Hearst May Take 'Seattle PI' Online, 'SF Chronicle' Awaits Verdict

SPI and SFC newspapers Two print editions of two major West Coast newspapers are tottering toward oblivion, as Hearst deliberates over the fate of the Seattle Post-Intelligencer and the San Francisco Chronicle. For both newspapers, there's bad news and worse news. The Seattle P-I is definitely closing the print edition, and may also ax the Web site; the SF Chronicle is demanding that unions agree to deep cuts--but may shutter the paper anyway.

At Seattle P-I, the print edition is definitely closing, but the newspaper's Web site may live on, according to a report that the newspaper posted Thursday. The Seattle P-I blog said a relatively small number of reporters have received "provisional offers" to continue working for the Web operation if the newspaper ceases print publication. The online version would probably employ about 20 people--a fraction of the newspaper's current workforce of about 180.



But it's not clear that the plan to keep the Web site going will necessarily be approved by Hearst's upper management.

Currently, the print edition and Web site are both scheduled to close in the next couple of months if the newspaper isn't bought by March 10. It seems unlikely that a buyer will step forward, as the credit crunch has stopped banks from lending even to sound, profitable businesses. The chances of a borrower getting funds for a risky investment like a failing newspaper are close to nil.
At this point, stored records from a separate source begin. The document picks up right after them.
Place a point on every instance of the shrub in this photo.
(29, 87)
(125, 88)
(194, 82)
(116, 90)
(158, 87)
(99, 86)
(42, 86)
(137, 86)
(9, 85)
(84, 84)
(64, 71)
The move to Web-only publication would clearly be a step down for many of the paper's reporters. Hearst is taking advantage of the transition to cut pay and benefits. One reporter who rejected the provisional offer said it included high health insurance costs and a lower salary, while canceling his severance pay and all of his accrued vacation.

Another troubled big-city Hearst publication, the San Francisco Chronicle, informed the Newspaper Guild--a union for newspaper workers--that it would have to cut at least 150 jobs, and possibly as many as 225.

In a bulletin, the Northern California Media Workers chapter of the Newspaper Guild said it volunteered to take cuts in vacation and sick time, but "we were told that even if they agreed to slash pay and vacations as we offered, it would make no difference: the devastating job cuts, affecting more than one-third of our members, most likely would happen anyway. And the paper might be closed anyway."